Avant-garde cabaret artist David Hoyle’s RESPONSE, a new performance commissioned as part of Studio Voltaire’s concurrent programmes Putti’s Pudding and Rainbow Aphorisms.

Hoyle’s varied practice explicitly sits at the boundaries of performance art, post–drag cabaret, and political agitprop and is often focused on themes within the LGBTQIA+ community, attacking what he sees as dominant trends in “bourgeois Britain and the materialistic-hedonistic gay scene”.

He often combines disparate elements, from satirical comedy to painting and surrealism, exploring the curative nature of collective responsibility, through the celebration of different identities.
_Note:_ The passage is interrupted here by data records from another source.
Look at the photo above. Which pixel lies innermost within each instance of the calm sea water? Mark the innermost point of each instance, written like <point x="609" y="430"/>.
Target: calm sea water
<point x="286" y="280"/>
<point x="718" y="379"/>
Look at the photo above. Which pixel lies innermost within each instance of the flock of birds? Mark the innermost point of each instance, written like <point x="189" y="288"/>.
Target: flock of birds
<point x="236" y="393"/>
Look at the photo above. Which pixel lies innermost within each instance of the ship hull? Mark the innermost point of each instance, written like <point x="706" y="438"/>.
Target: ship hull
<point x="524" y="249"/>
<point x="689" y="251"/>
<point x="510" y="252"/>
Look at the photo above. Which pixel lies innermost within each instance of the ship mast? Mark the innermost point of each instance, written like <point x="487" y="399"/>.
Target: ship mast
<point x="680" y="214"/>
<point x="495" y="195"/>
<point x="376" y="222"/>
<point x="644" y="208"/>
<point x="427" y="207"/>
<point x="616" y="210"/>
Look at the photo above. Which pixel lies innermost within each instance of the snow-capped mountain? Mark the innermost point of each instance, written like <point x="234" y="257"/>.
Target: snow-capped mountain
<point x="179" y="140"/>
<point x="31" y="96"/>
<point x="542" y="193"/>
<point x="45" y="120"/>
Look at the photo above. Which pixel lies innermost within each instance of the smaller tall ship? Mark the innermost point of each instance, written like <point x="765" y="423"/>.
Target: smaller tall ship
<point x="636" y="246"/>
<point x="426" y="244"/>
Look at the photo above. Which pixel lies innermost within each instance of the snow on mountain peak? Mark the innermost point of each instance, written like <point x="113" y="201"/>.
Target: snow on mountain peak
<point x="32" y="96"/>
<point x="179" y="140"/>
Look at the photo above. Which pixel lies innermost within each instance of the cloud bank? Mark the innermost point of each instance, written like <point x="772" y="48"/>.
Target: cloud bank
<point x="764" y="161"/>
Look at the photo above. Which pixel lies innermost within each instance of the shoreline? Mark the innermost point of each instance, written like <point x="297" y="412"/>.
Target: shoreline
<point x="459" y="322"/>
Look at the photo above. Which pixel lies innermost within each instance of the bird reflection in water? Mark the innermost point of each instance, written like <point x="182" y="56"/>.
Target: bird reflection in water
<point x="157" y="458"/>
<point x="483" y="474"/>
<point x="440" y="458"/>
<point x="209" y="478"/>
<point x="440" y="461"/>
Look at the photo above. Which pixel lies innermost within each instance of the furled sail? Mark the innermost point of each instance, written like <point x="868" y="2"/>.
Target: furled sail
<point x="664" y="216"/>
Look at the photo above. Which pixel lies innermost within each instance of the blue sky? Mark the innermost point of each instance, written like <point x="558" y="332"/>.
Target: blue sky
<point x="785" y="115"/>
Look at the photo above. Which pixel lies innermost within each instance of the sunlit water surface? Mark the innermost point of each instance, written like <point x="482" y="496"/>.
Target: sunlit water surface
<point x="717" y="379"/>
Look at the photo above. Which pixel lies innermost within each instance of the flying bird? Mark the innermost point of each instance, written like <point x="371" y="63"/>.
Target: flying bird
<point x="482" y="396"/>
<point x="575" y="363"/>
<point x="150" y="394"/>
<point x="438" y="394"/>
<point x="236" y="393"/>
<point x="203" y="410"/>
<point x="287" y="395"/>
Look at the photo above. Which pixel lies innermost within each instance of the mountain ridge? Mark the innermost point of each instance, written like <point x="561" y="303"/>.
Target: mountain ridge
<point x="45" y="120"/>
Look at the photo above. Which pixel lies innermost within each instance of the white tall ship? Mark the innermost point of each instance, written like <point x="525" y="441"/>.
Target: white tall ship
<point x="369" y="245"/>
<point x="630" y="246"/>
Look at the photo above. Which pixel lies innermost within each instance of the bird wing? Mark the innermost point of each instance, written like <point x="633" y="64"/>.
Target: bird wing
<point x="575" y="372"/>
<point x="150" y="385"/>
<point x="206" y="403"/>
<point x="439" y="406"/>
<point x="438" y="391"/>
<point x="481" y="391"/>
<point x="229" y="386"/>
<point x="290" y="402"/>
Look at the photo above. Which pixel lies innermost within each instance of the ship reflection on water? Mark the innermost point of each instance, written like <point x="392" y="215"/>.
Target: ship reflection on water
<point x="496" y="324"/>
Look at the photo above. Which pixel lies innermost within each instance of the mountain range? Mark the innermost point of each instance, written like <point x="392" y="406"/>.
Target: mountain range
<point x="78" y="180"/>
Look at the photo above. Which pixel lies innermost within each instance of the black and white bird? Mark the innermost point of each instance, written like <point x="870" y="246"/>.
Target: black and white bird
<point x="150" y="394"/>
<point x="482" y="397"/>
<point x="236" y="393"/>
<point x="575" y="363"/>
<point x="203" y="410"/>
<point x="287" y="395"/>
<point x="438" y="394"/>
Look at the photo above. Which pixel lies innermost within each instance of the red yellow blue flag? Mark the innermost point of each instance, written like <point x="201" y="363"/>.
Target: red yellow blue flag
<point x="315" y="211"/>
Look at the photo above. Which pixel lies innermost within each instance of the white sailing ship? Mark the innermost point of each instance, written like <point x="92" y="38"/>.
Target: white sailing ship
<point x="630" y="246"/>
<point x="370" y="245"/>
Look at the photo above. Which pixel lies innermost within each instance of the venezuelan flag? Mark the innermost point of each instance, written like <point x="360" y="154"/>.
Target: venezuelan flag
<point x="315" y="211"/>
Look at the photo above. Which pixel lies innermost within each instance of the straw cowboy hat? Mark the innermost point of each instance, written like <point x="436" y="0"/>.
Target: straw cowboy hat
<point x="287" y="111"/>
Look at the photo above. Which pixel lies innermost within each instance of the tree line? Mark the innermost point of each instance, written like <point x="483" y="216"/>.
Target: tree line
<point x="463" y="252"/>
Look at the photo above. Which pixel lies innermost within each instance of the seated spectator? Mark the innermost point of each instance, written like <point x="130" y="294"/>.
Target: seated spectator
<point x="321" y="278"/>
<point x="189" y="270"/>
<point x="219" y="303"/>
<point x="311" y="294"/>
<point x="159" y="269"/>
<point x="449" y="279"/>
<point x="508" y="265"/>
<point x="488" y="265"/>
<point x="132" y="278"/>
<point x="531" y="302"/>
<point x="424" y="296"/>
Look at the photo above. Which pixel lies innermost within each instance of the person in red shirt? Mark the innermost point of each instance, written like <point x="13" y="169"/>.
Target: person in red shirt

  1. David Hoyle (born 1962) is an English performance artist, avant-garde cabaret artist, singer, actor, comedian and film director. He came to prominence in the 1990s as the Divine David, a kind of anti–drag queen whose lacerating social commentary was offset by breathtaking instances of self–recrimination. Following a couple of outré late–night Channel 4 shows and a cameo in Velvet Goldmine, Hoyle killed the character Divine David off during a spectacular show at the Streatham Ice Arena in 2000. He returned to TV screens in 2005 in Chris Morris’ Nathan Barley and began performing live again under his own name, retaining his trademark biting satire, bravura costumes, wicked comic timing and compelling charisma. Live shows, many of which were held at the Royal Vauxhall Tavern in London, have included Magazine (2007), Dave's Drop-In (2009), Licking Wounds (2010) and Lives (2011).